Few want to consider what happens to Ukraine, a nonmember, where many European banks, especially German and Austrian ones, are heavily invested.

And the promise of a Europe "without borders" has been undermined by a reaction in hard times against immigrants from around the region who are seen as competing for jobs.

Before the European parliamentary elections, Mr. Sarkozy and Ms. Merkel issued a joint letter. "We want a strong Europe that protects us, we reject a bureaucratic Europe that mechanically applies nitpicking rules," they wrote.

But they disagree sharply on the role of public spending and the European Central Bank. Mr. Sarkozy favors more stimulus and giving the central bank the flexibility to buy bonds or public sector loans to help revive lending. Ms. Merkel, in contrast, has attacked rising budget deficits and criticized the central bank for reducing interest rates too much and risking future inflation.

They agree, however, on protecting jobs in their home markets. While Mr. Sarkozy has been criticized for providing billions to protect French car companies, Ms. Merkel, with a national election in September, has just brokered an expensive deal for Opel, the European branch of General Motors, almost entirely based on saving German jobs.

The former French president Valรฉry Giscard d'Estaing said that since the French rejected a European constitution he helped to draft in 2005, national leaders had dominated those who favor a stronger union.

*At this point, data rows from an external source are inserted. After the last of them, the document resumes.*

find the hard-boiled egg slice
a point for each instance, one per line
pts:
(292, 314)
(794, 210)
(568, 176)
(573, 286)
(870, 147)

"It's retrograde," he said in an interview. "In a short-term crisis, you may have national intervention to protect people, but it's not a policy, it's just a reaction," he said, putting the single market at risk. "The trend must be to see the European market as a whole."

Questioning a bloc's purpose

In Calais, France, the Schaeffler Chain Drive Systems factory, German-owned, makes parts for Opel. A third of the workers were laid off a month ago, including Dany Valcke, 53. He was a foreman, but now, as he says, "time is all I've got," and he doubts he will ever find another factory job.

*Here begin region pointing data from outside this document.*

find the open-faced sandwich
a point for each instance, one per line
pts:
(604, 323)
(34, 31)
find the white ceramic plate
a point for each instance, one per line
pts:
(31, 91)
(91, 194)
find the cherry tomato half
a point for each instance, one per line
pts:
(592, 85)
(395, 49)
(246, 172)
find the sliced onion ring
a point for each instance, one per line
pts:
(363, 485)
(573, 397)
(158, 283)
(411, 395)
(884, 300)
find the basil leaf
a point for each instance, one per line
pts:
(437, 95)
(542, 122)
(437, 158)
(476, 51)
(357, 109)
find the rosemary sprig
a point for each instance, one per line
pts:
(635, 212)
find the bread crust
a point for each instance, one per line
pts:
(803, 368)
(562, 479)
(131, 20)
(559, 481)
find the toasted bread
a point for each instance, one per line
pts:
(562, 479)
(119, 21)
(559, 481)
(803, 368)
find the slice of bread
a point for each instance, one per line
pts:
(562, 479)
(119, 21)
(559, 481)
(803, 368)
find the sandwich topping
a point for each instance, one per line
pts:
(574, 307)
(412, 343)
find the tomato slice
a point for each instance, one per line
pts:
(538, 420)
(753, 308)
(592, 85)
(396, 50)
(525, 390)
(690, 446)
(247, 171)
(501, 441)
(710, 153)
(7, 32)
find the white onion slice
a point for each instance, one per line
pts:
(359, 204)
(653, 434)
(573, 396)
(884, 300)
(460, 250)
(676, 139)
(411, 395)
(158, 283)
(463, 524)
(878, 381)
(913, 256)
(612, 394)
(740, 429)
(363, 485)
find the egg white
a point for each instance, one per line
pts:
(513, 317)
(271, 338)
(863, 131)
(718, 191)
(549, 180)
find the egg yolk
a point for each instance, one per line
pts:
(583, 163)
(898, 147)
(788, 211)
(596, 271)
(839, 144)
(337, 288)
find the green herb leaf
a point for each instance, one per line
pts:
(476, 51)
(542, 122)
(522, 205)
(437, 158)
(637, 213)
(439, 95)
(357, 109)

"Europe is a good thing, it allows our countries to have a stronger voice in the world, and it brought peace," Mr. Valcke said. "But economically, it's not so good. Many have lost their jobs to European countries where the work force is cheaper. They are part of Europe, but if you want Europe, you can't have these two competing systems."

The European Union "didn't try hard enough to help its people through the crisis. It probably doesn't even have the power for this," he said. Then he asked, a bit plaintively: "Sometimes I wonder what it's for, if not for this? I find the U.S. government response to the crisis much more appropriate."